Liputan6.com, Jakarta - Nyeri punggung bawah adalah salah satu keluhan kesehatan paling umum di dunia. Di Amerika Serikat saja, kondisi ini menjadi alasan utama banyak orang bolak-balik ke dokter, kehilangan hari kerja, bahkan mengalami penurunan kualitas hidup.
Kabar baiknya, studi terbaru menunjukkan bahwa solusi sederhana seperti jalan kaki setiap hari dapat menjadi cara signifikan menurunkan risiko terkena nyeri punggung bawah — tentu dengan beberapa syarat.
Berjalan Kaki Bisa Cegah Nyeri Punggung
Penelitian dari Universitas Sains dan Teknologi Norwegia menganalisis data lebih dari 11.000 orang dewasa berusia di atas 20 tahun yang tidak memiliki riwayat nyeri punggung kronis.
Selama satu minggu, peserta diminta memakai pelacak aktivitas untuk memantau seberapa lama dan cepat mereka berjalan. Hasilnya mengejutkan: semakin banyak langkah yang diambil, semakin rendah risiko mengalami nyeri punggung bawah selama empat tahun ke depan.
“Semakin banyak langkah yang diambil peserta, semakin jarang mereka mengalami nyeri punggung,” tulis peneliti dalam laporan studi, dilansir New York Post.
Mereka yang jalan kaki selama 78–100 menit per hari berhasil menurunkan risiko nyeri hingga 13%. Sementara itu, peserta yang berjalan lebih dari 100 menit sehari mampu menurunkan risiko hingga 23%.
Bukan Hanya Durasi, Kecepatan Jalan Juga Penting
Bukan hanya soal durasi berjalan, kecepatan juga berperan besar dalam melindungi tubuh dari nyeri punggung. Peneliti menemukan bahwa orang yang berjalan lebih cepat memiliki kemungkinan 15% hingga 18% lebih rendah untuk mengalami nyeri punggung bawah dibanding mereka yang berjalan lambat.

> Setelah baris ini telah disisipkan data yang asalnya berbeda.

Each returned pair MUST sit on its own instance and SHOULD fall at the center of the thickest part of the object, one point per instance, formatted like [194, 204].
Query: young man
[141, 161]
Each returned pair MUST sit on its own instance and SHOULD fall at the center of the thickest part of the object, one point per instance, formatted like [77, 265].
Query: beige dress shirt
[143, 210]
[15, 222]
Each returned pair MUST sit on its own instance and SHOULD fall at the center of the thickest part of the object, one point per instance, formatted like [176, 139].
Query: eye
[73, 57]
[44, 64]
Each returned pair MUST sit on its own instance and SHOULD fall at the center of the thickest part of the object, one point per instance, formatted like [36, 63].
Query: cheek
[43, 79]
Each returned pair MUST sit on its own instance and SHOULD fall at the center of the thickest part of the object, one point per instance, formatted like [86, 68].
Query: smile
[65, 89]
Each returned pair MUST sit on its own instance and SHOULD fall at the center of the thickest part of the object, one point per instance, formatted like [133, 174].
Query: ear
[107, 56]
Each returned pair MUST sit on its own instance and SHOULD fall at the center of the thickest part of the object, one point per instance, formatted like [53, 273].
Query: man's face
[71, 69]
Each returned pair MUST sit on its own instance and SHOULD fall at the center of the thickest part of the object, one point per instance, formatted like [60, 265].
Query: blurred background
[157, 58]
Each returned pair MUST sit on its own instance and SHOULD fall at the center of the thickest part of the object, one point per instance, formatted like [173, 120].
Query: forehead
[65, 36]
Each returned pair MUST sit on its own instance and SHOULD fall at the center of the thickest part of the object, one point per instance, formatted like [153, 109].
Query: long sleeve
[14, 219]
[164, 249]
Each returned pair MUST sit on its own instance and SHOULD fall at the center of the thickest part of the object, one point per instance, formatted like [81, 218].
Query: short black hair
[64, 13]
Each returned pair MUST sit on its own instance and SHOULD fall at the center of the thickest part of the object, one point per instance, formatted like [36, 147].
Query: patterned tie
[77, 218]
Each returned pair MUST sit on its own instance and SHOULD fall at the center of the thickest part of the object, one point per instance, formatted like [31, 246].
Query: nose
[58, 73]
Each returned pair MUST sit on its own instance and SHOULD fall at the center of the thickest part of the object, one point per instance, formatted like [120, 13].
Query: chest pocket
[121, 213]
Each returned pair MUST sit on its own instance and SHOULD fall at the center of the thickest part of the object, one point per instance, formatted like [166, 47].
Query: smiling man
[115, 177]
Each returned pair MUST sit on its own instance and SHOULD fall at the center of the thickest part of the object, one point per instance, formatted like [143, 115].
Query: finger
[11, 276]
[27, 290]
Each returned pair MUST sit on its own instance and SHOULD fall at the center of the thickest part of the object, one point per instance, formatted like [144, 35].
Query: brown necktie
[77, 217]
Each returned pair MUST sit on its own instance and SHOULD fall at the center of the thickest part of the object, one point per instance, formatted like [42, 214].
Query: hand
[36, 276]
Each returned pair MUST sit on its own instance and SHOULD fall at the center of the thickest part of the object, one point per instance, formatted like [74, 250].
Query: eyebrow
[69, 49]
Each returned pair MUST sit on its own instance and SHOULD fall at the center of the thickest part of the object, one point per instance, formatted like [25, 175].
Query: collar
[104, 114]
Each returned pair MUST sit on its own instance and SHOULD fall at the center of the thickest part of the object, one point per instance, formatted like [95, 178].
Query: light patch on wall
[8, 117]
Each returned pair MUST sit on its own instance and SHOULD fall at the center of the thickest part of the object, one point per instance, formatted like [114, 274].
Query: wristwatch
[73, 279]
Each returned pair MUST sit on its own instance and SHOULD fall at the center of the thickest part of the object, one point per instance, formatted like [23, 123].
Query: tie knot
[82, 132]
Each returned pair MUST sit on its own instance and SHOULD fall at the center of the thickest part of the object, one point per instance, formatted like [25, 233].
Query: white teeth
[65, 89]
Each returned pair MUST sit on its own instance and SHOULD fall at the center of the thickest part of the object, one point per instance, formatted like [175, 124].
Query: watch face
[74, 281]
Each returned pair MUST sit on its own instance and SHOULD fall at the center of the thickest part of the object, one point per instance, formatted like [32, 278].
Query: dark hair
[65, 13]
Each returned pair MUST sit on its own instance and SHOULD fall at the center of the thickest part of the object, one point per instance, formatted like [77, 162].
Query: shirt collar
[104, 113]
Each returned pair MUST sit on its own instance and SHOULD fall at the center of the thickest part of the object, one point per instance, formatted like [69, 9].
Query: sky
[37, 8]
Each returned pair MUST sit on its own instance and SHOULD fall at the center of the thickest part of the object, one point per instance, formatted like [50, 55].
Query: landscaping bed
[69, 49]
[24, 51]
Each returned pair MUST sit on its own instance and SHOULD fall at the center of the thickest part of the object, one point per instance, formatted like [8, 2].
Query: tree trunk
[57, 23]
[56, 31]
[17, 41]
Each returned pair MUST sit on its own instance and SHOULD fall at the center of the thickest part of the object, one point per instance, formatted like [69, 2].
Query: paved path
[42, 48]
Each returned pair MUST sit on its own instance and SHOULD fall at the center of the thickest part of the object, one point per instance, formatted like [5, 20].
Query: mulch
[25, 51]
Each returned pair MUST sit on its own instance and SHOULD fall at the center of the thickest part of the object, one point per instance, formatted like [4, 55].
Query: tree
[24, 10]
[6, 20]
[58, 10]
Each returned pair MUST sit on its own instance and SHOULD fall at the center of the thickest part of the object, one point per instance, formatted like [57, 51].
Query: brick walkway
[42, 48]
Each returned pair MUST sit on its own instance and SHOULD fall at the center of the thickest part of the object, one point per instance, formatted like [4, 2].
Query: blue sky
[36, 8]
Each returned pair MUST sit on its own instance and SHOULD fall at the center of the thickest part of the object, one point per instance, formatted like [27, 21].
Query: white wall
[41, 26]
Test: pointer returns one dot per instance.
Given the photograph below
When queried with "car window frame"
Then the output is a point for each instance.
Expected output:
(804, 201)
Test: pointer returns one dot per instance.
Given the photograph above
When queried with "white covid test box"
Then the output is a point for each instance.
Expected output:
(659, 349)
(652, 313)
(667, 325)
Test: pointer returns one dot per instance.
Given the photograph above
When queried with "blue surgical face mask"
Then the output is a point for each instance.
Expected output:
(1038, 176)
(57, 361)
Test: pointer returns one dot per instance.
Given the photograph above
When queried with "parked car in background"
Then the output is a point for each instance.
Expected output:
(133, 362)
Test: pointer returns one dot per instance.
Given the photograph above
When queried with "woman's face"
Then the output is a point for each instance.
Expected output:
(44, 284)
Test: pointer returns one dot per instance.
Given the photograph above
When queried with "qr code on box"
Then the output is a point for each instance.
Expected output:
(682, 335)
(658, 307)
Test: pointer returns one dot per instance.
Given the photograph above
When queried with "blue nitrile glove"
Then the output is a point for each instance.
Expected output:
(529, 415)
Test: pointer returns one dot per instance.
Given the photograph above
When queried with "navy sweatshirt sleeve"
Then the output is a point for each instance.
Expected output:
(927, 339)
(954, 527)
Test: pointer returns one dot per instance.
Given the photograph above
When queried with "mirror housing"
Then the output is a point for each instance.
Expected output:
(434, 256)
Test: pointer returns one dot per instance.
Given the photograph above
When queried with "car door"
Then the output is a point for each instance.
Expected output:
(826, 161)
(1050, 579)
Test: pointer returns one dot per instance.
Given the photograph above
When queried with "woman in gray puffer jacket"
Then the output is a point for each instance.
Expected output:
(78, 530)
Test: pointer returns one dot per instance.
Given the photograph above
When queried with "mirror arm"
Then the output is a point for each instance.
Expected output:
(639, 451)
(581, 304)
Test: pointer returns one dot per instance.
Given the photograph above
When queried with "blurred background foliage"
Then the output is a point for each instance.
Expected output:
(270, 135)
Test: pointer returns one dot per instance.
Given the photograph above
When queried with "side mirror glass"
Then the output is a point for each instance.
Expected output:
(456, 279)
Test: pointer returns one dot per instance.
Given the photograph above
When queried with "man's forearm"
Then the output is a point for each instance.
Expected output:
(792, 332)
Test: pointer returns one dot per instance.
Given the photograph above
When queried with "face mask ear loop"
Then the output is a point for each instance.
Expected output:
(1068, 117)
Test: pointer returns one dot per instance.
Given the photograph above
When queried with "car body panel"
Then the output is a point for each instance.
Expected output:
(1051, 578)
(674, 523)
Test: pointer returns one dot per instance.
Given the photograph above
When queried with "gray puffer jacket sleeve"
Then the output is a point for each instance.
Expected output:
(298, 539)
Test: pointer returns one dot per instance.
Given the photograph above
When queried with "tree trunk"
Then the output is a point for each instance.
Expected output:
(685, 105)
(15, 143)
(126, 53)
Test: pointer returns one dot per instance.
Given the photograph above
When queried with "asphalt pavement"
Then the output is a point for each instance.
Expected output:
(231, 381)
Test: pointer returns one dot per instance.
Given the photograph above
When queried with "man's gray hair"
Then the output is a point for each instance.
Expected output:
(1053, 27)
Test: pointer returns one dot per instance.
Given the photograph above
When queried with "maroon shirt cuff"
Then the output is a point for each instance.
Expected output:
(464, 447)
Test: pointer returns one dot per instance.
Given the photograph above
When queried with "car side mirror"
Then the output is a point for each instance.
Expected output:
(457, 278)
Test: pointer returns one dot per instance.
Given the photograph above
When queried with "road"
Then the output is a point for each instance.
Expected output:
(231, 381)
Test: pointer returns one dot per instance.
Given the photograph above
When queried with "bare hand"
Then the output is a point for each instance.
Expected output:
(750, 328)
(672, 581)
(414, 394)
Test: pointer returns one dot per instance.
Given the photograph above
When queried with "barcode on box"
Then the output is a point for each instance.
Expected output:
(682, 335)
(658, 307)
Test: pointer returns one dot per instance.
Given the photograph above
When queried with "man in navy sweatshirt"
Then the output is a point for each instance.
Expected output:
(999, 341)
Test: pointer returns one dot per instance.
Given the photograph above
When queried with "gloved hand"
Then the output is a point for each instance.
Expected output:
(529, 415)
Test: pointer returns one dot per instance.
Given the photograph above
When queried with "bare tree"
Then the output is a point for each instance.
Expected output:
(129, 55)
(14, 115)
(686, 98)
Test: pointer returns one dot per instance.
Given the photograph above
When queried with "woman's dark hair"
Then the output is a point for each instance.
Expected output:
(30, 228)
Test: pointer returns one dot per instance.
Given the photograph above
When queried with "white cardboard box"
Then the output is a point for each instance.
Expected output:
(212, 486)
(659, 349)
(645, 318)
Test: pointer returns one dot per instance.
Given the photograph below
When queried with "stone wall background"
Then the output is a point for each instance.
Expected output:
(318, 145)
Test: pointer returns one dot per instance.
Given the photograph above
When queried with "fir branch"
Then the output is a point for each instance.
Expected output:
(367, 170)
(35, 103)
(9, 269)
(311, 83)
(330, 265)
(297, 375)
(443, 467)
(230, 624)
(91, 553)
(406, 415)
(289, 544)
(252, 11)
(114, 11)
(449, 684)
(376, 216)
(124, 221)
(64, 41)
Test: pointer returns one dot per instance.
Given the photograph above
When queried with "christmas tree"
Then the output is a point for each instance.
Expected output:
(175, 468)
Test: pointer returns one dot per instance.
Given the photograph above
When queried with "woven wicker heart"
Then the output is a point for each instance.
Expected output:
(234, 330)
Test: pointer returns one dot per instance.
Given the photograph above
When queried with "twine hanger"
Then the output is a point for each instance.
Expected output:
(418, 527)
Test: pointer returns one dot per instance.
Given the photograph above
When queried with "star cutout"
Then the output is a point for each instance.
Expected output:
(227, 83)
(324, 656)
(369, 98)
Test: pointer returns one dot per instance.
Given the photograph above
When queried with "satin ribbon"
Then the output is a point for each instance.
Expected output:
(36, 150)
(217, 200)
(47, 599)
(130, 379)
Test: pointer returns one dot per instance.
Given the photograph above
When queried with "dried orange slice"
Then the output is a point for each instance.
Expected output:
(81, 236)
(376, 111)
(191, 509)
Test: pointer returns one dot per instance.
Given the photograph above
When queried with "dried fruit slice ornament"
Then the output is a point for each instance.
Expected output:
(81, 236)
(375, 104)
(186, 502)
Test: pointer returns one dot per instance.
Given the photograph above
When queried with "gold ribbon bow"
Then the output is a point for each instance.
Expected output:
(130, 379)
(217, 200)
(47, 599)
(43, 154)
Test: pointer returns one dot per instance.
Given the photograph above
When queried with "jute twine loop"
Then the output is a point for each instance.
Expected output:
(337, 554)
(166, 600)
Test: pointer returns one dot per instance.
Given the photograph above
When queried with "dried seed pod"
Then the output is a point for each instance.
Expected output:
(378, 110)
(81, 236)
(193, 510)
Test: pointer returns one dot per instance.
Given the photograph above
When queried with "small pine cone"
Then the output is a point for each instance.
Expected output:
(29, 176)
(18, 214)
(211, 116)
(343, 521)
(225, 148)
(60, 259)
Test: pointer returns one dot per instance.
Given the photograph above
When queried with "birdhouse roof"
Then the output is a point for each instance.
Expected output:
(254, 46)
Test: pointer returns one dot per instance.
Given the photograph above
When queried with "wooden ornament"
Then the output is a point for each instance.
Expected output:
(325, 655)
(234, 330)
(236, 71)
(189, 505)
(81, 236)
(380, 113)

Namun, kombinasi antara durasi dan kecepatan ternyata memberikan hasil terbaik. Individu yang paling aktif, baik dari sisi waktu maupun intensitas langkah, memiliki peluang terendah terkena nyeri punggung bawah.
“Ini adalah temuan penting karena berjalan adalah aktivitas yang sederhana, murah, dan mudah diakses yang dapat dipromosikan secara luas untuk mengurangi beban nyeri punggung bawah,” jelas Rayane Haddadj, penulis utama studi tersebut, dikutip CNN.